Managing natural disasters in historic areas: a novel holistic seismic risk assessment method applied to a relevant case study

The resilience of historic areas is highly threatened by natural sudden onset events such as earthquakes. Major weak points of an urban environment, widely debated in the past literature, concern mainly masonry buildings. However, also the complex urban paths system could be prone to lose its functionality in the aftermath of a seismic event. Urban paths alterations due to earthquake effects can be attributed to extrinsic (i.e.: ruins formation from buildings) and intrinsic (e.g.: ground instability due to landslide or underground cavities) vulnerability; these factors jointly combined with exposure condition of hosted population in urban areas and with the local seismic hazard represent a possible impediment to evacuation process and at the same time, an obstacle to rescuers’ teams occupied in offering a first aid response.
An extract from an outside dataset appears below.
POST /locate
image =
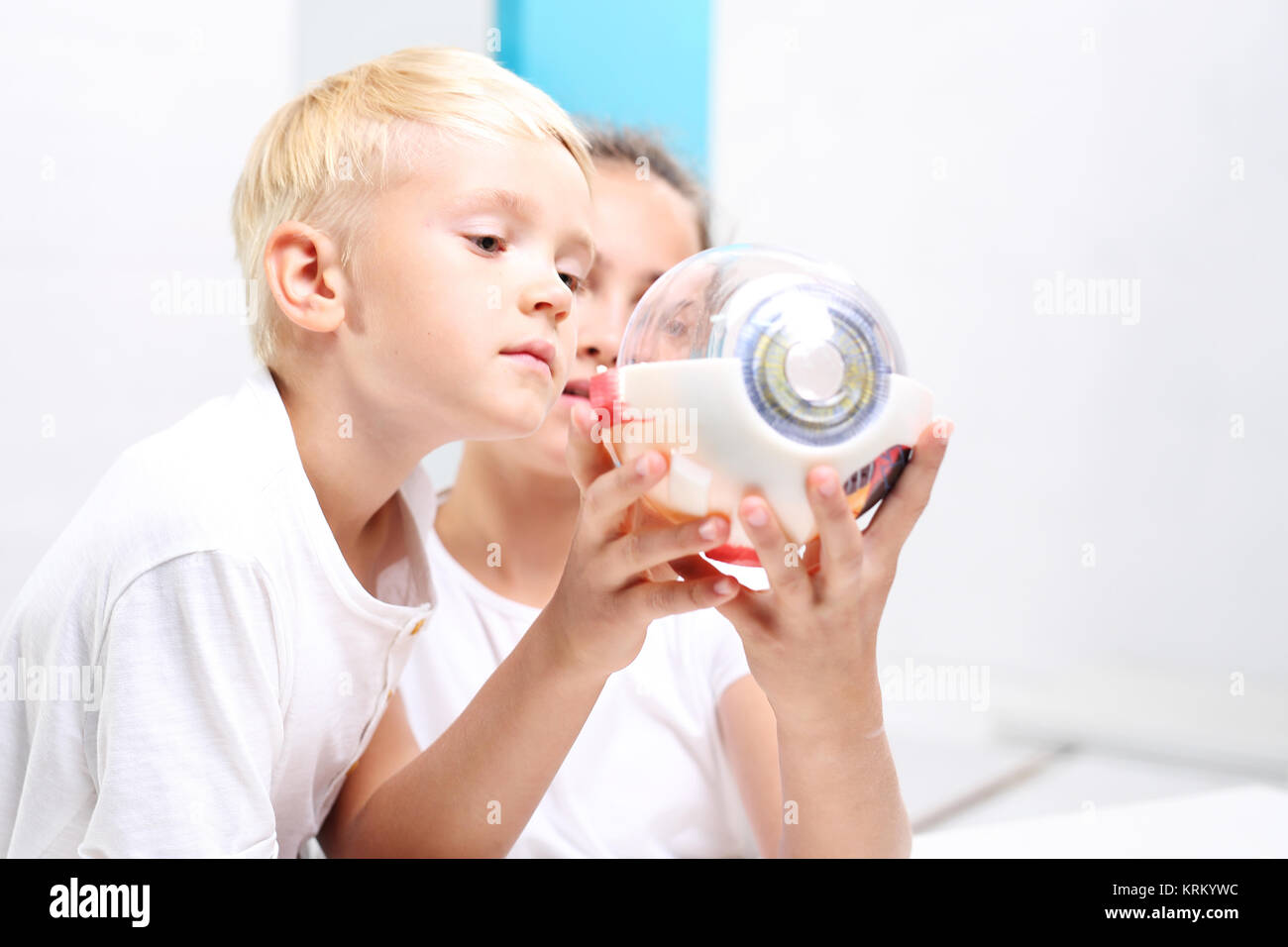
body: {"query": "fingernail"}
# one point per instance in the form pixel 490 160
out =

Therefore, the work aim is to apply a tool for preliminary evaluation of risk, strictly related to urban paths system considering all abovementioned aspects from a holistic point of view. This goal is achieved by a simplified methodology applicable to a wide-scale on a whole historic centre that takes advantages from a series of easy-to-detect parameters influencing the risk with limited availability of resources. Parameters grouped by topics (i.e.: path use and exposure; geometric features; physical-structural features; extrinsic vulnerability; seismic hazard) are assigned to scores and weights according to a multi-criteria decision-making process generating a numerical index. A typical Italian urban centre made by historical masonry constructions is assumed as a case study to implement the existing method. The detected risk indexes are then graphically provided through risk maps, a chromatic scale indicates which areas are more prone to possible unavailability of paths rather than others. Evacuation planners and emergency managers could embody this tool in their studies to prevent the high number of losses by guiding evacuees toward assembly points through the risk lower paths and to direct risk-reduction interventions punctually where critical condition emerges with different priority levels. Paths accessibility evaluation through a risk characterization could also result useful as a tool for rescuers’ activities optimization and for inhabitant disaster preparedness in terms of being familiar with safest and alternatives paths in emergency conditions.